Giving those paying for insurance presently more money to spend and their employers more money to invest in capturing that added demand is exactly what we need. Many will use their savings to retire dangerous levels of private debt and the balance will boost the economy to better handle the million-plus workers that will be made unemployed when insurance no longer exists in the private sector. We will also, in good conscience, owe them more than the pittance now available via state unemployment benefits, and many will need retraining, or simply to be allowed early retirement without penalty if their age would make it cost-efficient. We can, if we wish, require that employers contribute to funds at the state and local level to offer education and job skills to the employees displaced by the change, but that can’t be done via taxation at the federal level or it negates any benefit potential.
Could this approach cause some inflation? Quite possibly, but we can deal with that with several mechanisms, including taxation, should it occur. The important distinction to make is that we aren’t attempting to “pay for” a benefit the rest of the world takes for granted as part of their social structure that deems healthcare as a “right”, not a commodity to generate profits. The Fed has been missing its inflation targets on the low side for years now because the middle class is tapped out and desperate and is barely covering expenses, much less increase its spending. Deficits are required to maintain a healthy economy in conditions that allow extreme wealth accumulation and heavy dependence on foreign trade. However, the distribution of those deficits should be at the lowest possible level to enable commerce and the greatest number of turns of the money (velocity) before they are taxed out of existence.

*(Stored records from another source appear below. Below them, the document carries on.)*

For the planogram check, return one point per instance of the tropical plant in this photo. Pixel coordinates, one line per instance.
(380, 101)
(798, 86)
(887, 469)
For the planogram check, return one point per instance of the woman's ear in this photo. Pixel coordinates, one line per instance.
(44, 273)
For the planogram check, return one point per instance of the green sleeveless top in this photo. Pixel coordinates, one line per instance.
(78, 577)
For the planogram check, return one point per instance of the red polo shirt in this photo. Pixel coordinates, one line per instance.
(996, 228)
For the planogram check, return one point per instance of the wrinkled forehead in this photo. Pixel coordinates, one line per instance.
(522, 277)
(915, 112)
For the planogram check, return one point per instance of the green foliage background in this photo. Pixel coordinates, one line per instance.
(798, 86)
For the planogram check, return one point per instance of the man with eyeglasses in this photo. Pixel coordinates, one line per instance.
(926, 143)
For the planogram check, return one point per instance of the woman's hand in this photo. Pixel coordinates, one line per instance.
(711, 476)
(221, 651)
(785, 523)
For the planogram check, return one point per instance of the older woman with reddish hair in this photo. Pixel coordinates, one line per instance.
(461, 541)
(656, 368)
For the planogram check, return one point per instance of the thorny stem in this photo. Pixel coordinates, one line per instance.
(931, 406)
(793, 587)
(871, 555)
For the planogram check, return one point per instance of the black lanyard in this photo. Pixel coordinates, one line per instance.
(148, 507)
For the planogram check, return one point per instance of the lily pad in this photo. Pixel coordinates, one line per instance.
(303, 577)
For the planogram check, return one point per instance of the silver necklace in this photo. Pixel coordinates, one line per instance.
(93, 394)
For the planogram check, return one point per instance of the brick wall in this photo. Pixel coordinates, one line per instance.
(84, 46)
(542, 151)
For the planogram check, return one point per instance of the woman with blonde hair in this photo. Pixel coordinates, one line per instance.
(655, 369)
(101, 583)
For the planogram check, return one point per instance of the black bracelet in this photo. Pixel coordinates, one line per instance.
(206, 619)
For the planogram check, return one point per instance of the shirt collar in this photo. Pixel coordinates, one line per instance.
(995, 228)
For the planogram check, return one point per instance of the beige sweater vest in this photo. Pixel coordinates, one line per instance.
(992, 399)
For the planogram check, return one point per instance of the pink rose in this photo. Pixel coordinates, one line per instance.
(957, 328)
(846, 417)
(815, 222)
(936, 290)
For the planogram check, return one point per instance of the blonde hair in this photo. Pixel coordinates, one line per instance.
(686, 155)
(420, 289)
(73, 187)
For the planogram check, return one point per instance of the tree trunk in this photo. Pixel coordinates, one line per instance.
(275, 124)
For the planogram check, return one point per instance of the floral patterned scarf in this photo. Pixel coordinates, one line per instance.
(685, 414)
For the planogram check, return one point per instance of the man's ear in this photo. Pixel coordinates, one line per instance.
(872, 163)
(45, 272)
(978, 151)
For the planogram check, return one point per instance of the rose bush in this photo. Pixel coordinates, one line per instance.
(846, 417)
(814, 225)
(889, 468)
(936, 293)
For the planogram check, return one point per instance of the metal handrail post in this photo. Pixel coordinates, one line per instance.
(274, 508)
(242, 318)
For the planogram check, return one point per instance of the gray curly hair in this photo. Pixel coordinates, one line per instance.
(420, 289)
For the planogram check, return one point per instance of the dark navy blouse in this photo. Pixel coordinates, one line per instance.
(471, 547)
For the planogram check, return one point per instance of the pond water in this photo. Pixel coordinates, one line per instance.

Once one becomes aware that taxes and borrowing cannot be revenue for spending, only reducing the debt and being balanced to zero by that debt, it becomes obvious that the total debt (bonds and excess reserves) in our economy is an accurate accounting of all money created by Congress but not being demanded back in federal taxation. It is past productivity not yet spent/invested in the economy or used to pay a federal tax obligation. It is our collective fiscal savings. A balanced budget, the holy grail of politicians of both parties, leaves nothing in the economy to compensate the private sector for resources and labor the government uses, store value from commerce, retire private debt, or be net saved.
Both Warren and Bernie know this, except that this is the first real attempt either have made to present a plan to pay for their healthcare plans. The voters may approve, being mostly econ illiterate, but it isn’t a reasonable path forward and could do serious damage to the economy that would require massive injections of federal money via safety nets. Note that Bernie always targets those who he believes should be taxed more regardless of spending when asked the payfor question. We can only hope that Warren is simply pandering to the media and political pressure, and not actually serious with her plan.